Share

Dokter Tampan di Pavilliun
Dokter Tampan di Pavilliun
Author: Yuniartinoor

Tugas Pertama

Author: Yuniartinoor
last update Last Updated: 2021-09-05 12:25:51

Ini hari pertama aku bertugas sebagai Perawat di Rumah Sakit umum Daerah milik Pemerintah. Aku masuk shift malam, rencananya jam sembilan baru akan berangkat dari rumah. 

Ibu begitu exited menyiapkan air minum dan bekal untukku, jadi seperti anak TK dengan tas berisi berbagai bekal makanan. Dengan scooter matic putih hadiah ulang tahun dari Ayah aku membelah keheningan malam.

Alunan musik dari earphone menemani perjalanan malamku menuju tempat kerja. Hampir setengah jam waktu yang dihabiskan hingga sampai di parkiran Rumah Sakit. Suasana begitu hening dan sepi, aku sedikit berlari menuju loker. Kerja shift malam membuat was-was, takut jika nanti aku yang indigo melihat hal-hal aneh atau menakutkan. 
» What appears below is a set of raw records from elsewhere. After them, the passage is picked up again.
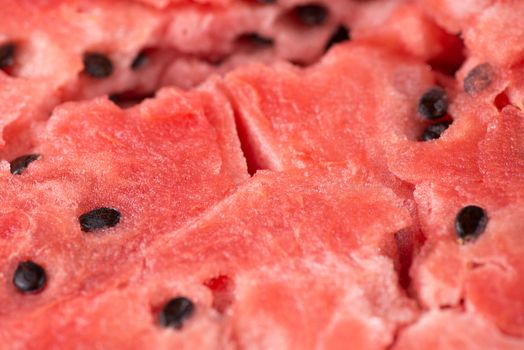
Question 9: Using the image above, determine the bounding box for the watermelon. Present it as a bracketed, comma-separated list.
[0, 0, 524, 350]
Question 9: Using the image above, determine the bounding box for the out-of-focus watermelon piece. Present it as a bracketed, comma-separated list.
[393, 310, 524, 350]
[417, 0, 495, 33]
[229, 255, 417, 350]
[0, 254, 417, 349]
[0, 85, 247, 315]
[464, 1, 524, 67]
[412, 201, 524, 336]
[149, 166, 412, 274]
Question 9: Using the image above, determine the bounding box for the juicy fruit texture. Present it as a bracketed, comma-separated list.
[0, 167, 417, 348]
[226, 44, 434, 174]
[0, 0, 524, 349]
[0, 85, 247, 315]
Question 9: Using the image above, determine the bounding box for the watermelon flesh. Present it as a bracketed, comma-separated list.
[0, 87, 247, 315]
[0, 167, 417, 349]
[0, 0, 524, 349]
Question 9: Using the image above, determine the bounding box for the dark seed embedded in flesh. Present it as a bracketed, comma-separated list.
[238, 33, 275, 47]
[78, 208, 121, 232]
[84, 52, 113, 79]
[295, 4, 328, 26]
[10, 154, 40, 175]
[420, 122, 451, 141]
[13, 261, 47, 293]
[455, 205, 488, 241]
[131, 50, 148, 70]
[326, 26, 351, 51]
[0, 43, 16, 69]
[417, 87, 449, 120]
[464, 63, 494, 95]
[159, 296, 195, 329]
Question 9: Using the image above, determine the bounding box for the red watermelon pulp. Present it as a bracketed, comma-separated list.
[0, 0, 524, 350]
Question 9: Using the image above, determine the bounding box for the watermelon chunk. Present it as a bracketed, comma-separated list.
[0, 166, 418, 349]
[393, 310, 524, 350]
[0, 85, 247, 315]
[226, 44, 434, 173]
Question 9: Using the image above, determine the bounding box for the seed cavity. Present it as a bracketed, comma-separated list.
[455, 205, 488, 242]
[464, 63, 495, 95]
[159, 296, 195, 329]
[13, 261, 47, 294]
[84, 52, 113, 79]
[78, 207, 121, 232]
[131, 50, 149, 70]
[295, 3, 329, 27]
[10, 154, 40, 175]
[325, 25, 351, 51]
[0, 42, 16, 69]
[417, 86, 449, 120]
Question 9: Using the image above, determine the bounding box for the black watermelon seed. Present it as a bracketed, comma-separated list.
[10, 154, 40, 175]
[0, 43, 16, 69]
[295, 4, 328, 26]
[84, 52, 113, 79]
[131, 50, 148, 70]
[78, 208, 121, 232]
[464, 63, 494, 95]
[325, 26, 351, 51]
[420, 122, 451, 141]
[238, 33, 275, 47]
[417, 87, 449, 120]
[13, 261, 47, 293]
[455, 205, 488, 241]
[159, 297, 195, 329]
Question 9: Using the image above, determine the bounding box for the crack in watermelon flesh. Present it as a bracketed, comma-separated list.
[0, 0, 524, 350]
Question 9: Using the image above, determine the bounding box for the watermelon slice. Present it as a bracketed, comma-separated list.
[0, 85, 247, 315]
[0, 0, 524, 349]
[393, 310, 524, 350]
[0, 167, 417, 349]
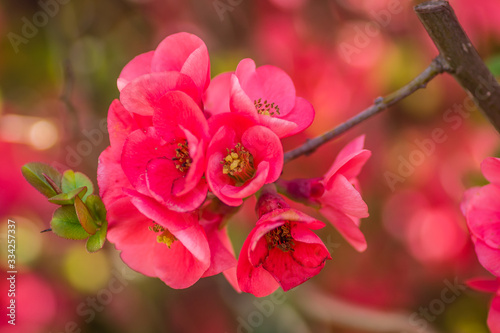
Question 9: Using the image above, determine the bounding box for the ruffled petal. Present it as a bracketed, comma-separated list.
[108, 99, 139, 151]
[241, 126, 283, 184]
[236, 231, 279, 297]
[106, 197, 157, 276]
[154, 225, 210, 289]
[487, 296, 500, 333]
[151, 32, 210, 91]
[472, 237, 500, 276]
[481, 157, 500, 186]
[121, 127, 175, 194]
[120, 72, 201, 116]
[97, 147, 132, 207]
[117, 51, 154, 91]
[203, 72, 233, 116]
[320, 206, 367, 252]
[319, 174, 369, 218]
[124, 189, 198, 233]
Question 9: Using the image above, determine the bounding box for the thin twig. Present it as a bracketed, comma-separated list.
[284, 56, 449, 163]
[415, 1, 500, 132]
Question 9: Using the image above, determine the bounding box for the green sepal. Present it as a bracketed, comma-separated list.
[49, 186, 87, 206]
[21, 162, 62, 198]
[50, 206, 90, 240]
[61, 170, 94, 202]
[85, 194, 106, 225]
[75, 196, 97, 235]
[486, 54, 500, 77]
[86, 220, 108, 253]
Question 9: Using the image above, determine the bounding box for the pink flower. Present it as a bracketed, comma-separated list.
[107, 194, 211, 289]
[118, 32, 210, 119]
[467, 278, 500, 333]
[206, 113, 283, 206]
[121, 91, 208, 212]
[237, 189, 331, 297]
[462, 157, 500, 277]
[117, 32, 210, 93]
[98, 92, 213, 288]
[204, 59, 314, 138]
[200, 198, 239, 280]
[277, 136, 371, 252]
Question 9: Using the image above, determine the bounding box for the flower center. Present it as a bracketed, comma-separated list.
[148, 222, 177, 248]
[265, 221, 295, 252]
[253, 98, 280, 116]
[221, 143, 255, 185]
[172, 140, 193, 172]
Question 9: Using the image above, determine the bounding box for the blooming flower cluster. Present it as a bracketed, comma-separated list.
[462, 157, 500, 333]
[98, 33, 370, 296]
Di Pavilliun melati aku sudah mulai mendapati kejanggalan, seorang gadis kecil dari tadi mengikuti. Penasaran ingin menoleh tapi belum sempat berbalik, sebuah tangan kekar dengan sigap menarik tanganku.

"Bantu aku!" ucapnya dengan suara parau.

"Dokter kenapa tangannya berdarah begini? sebentar aku ambil perban tunggu aku kembali." Aku berlari secepat kilat ke Pavilliun anggrek tempat aku bertugas.

"Kamu benar-benar kembali Ageeza!" ujar Dokter tampan itu. Aku membalut tangan penuh darah itu dengan telaten.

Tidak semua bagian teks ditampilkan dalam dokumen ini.